Lyle thought about how he had followed Lily home and how she had said, “You might as well come in,” and how for a split second he had thought she was saying it to him. Now her eyes were filled with soft question marks, and he figured he had come to one of those moments where he got to decide something important about the future. He tried to look down the various roads that pinwheeled away from the truck where he and Lily were sitting, but all he could think about was how MacBride had said he wasn’t a visionary. He guessed MacBride had been right about that, for try as he might, he couldn’t see down any of the roads or even through the door Lily seemed to be holding open for him.
“MacBride told me I wasn’t a visionary,” he said, explaining his hesitation.
“Who the heck is?” asked Lily. “‘Visionary’ is just a word they slap on people who turn out to be right about something. For instance, if you come home with me now, I’m a visionary, and if you don’t, well then, I’m not.”
Lyle wondered if there was a way to go through a door and simultaneously not go through it, just so he’d know what he was getting into. “I guess I could come for a little while,” he said.
“Aw heck, Lyle,” said Lily. “Nobody’s forcing you. Maybe you and I are better off as friends.”
When Lily got out of the truck and started down Main Street, Lyle’s first instinct was to run after her. But his second instinct was to stay put. The two impulses held a battle in his imagination, and by the time he decided he should follow her after all, it seemed too late to do it gracefully, not that he’d ever been particularly graceful. Then he had to argue with himself about whether there was such a thing as too late in this case and if it was just habit that kept him from acting decisively. It was too late, anyway, to be decisive. That much he knew. And being indecisive was probably insulting to any woman, Lily included, which meant he was probably better off waiting for the future to come to him rather than rushing wildly off to meet it.
Of all the things Lyle had learned to do over the course of his life, the thing he did best was to blend in. So he sat in the truck as the lights in the shop windows went out one by one and the citizens of Red Bud hurried past him as if he wasn’t there until
the only beacon for the weary left in Red Bud was the blinking neon BEER AND CHEER sign in the window of the Merry Maid.
After that, he did what was expected of him the best he knew how to do it, and when people asked him how he was doing, he mostly said, “I can’t complain.”
Early one morning two weeks before Christmas, Ben and Reilly returned with a warrant to search the house. When Lyle protested, Reilly pushed in through the glassed-in alcove as if Lyle were just another jacket hanging on the row of hooks. Lyle watched silently as the two men turned everything upside down before leaving empty-handed.
Ben said, “Be seein’ you, Lyle,” as if the visit had been a social call, but Reilly stormed out without a word, rattling the windows and slapping the screen door against the side of the house.
“Hey,” Lyle called out. “Are you happy now?”
Reilly didn’t turn back, but Lyle heard him mutter, “What about the phone records? Do you reckon we could get a warrant for those?”
It was almost eight-thirty when they left and Lyle was already late for work. Still, he waited for an hour in the Redi Mart parking lot, dialing the attorney’s office every few minutes until Maggie picked up the phone.

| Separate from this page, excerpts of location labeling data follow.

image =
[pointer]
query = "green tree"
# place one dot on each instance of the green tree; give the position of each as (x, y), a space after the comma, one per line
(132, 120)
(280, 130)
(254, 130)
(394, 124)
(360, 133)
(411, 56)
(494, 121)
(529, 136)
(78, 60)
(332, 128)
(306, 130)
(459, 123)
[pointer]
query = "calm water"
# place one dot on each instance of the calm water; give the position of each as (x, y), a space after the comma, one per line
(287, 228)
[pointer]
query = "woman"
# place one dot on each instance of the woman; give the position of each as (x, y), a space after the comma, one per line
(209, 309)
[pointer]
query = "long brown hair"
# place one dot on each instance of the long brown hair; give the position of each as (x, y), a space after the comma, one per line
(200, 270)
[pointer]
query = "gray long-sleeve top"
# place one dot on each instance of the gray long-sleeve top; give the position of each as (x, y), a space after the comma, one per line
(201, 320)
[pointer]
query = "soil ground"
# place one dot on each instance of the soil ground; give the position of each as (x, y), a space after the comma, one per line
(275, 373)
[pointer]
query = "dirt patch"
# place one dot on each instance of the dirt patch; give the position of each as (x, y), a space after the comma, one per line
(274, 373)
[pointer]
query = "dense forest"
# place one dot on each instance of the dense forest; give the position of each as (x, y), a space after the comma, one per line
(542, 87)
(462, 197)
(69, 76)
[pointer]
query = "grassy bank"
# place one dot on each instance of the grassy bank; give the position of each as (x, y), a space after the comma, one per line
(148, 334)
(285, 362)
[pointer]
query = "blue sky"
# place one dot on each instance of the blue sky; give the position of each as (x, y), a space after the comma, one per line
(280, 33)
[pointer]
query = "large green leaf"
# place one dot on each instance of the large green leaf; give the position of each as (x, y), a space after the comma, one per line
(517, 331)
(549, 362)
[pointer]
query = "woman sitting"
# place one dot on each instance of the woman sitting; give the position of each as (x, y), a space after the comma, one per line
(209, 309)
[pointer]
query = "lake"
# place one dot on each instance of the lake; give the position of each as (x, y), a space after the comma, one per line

“The good news is that the police came back with the warrant, but they didn’t find anything,” he told her. “The bad news is that we can’t use the house phone anymore. If you can get to the office early on Mondays, I’ll try to call you then.”
“How’s Will?” was the first thing Maggie always asked when Lyle called. Then Lyle would tell her the local gossip and Maggie would tell him about her work. “That series of articles about innocent prisoners has sparked new interest in Tomás’s case,” she said now. “Did they ever figure out I’m the one who took his records?”